Education & Background:
Pete Winebrake is a 1988 graduate (magna cum laude) of Lehigh University and a 1991 graduate (cum laude) of Temple University School of Law, where he served as Managing Editor of the Temple Law Review.
Upon law school graduation, from September 1991 through August 1992, Pete served as a law clerk to Justice William R. Johnson of the New Hampshire Supreme Court.
From September 1992 through February 1997, Pete served as an Assistant Corporation Counsel at the New York City Law Department’s General Litigation Unit. In this capacity, he represented New York City agencies and officials in federal civil rights and employment lawsuits and other complex litigation.
In 1997, he joined the Philadelphia law firm of Ballard Spahr Andrews & Ingersoll, LLP as a litigation associate. There, he worked on complex litigation matters in the federal and state courts.
In 1999, he returned to public service, joining the Philadelphia Law Department. In this capacity, he represented City agencies and officials, including former Mayor Edward Rendell, in high-profile and complex federal civil rights matters. In 2001, Pete was appointed Chief Deputy City Solicitor in charge of the Philadelphia Law Department’s Labor and Employment Unit.

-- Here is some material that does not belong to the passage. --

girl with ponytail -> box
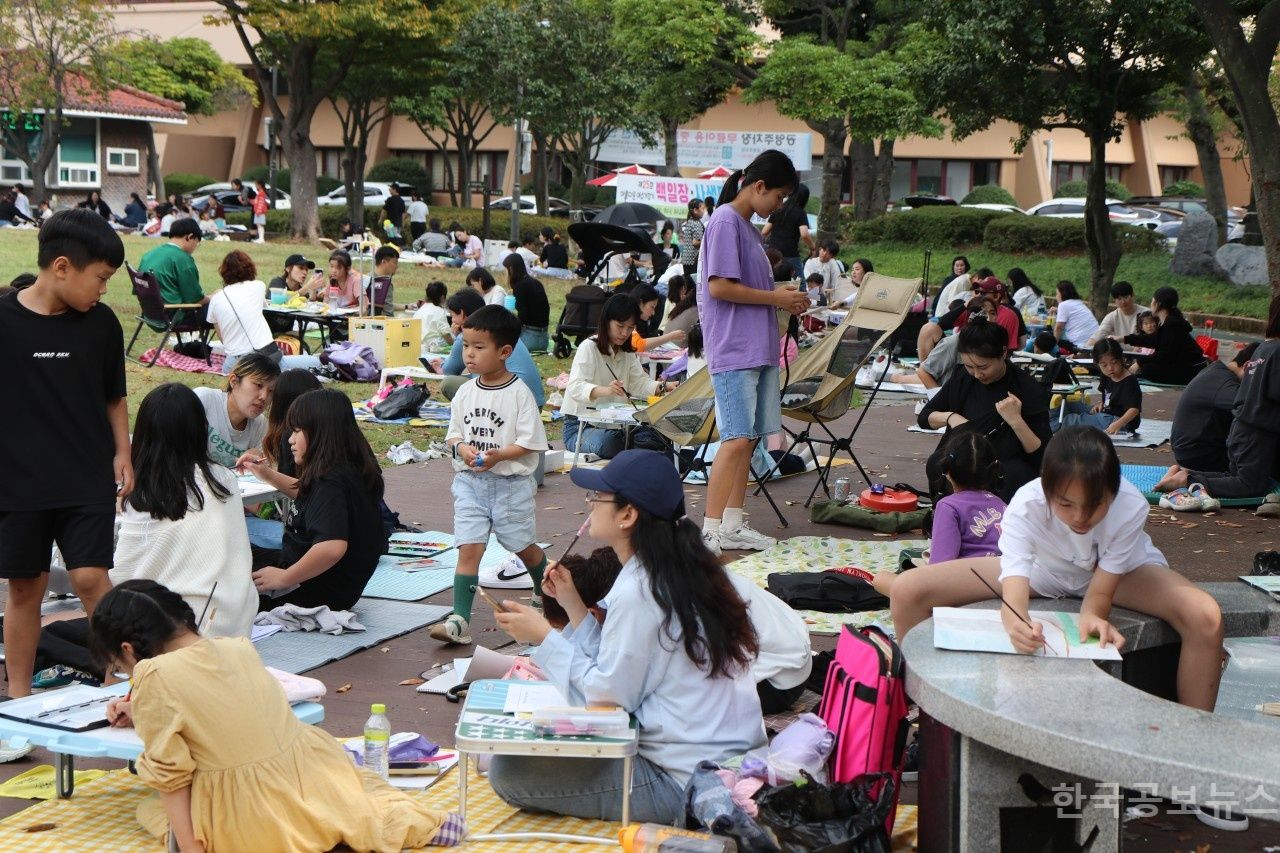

As the City’s chief labor and employment lawyer, he managed a staff of eleven attorneys and oversaw all municipal labor and employment matters for the City of Philadelphia.
In 2002, Pete joined the Philadelphia law firm of Trujillo Rodriguez & Richards, LLC. There, he litigated and resolved a wide variety of complex lawsuits arising under federal and state wage and hour, employment, and civil rights laws. In January 2007, Pete founded The Winebrake Law Firm, LLC, which later changed its name to Winebrake & Santillo, LLC. The firm concentrates on Federal Court litigation seeking to vindicate the rights of employees under the Fair Labor Standards Act (“FLSA”) and similar state wage and hour laws. These lawsuits are brought both as individual cases on behalf of one or more workers and as class/collective actions on behalf of large numbers of similarly situated workers.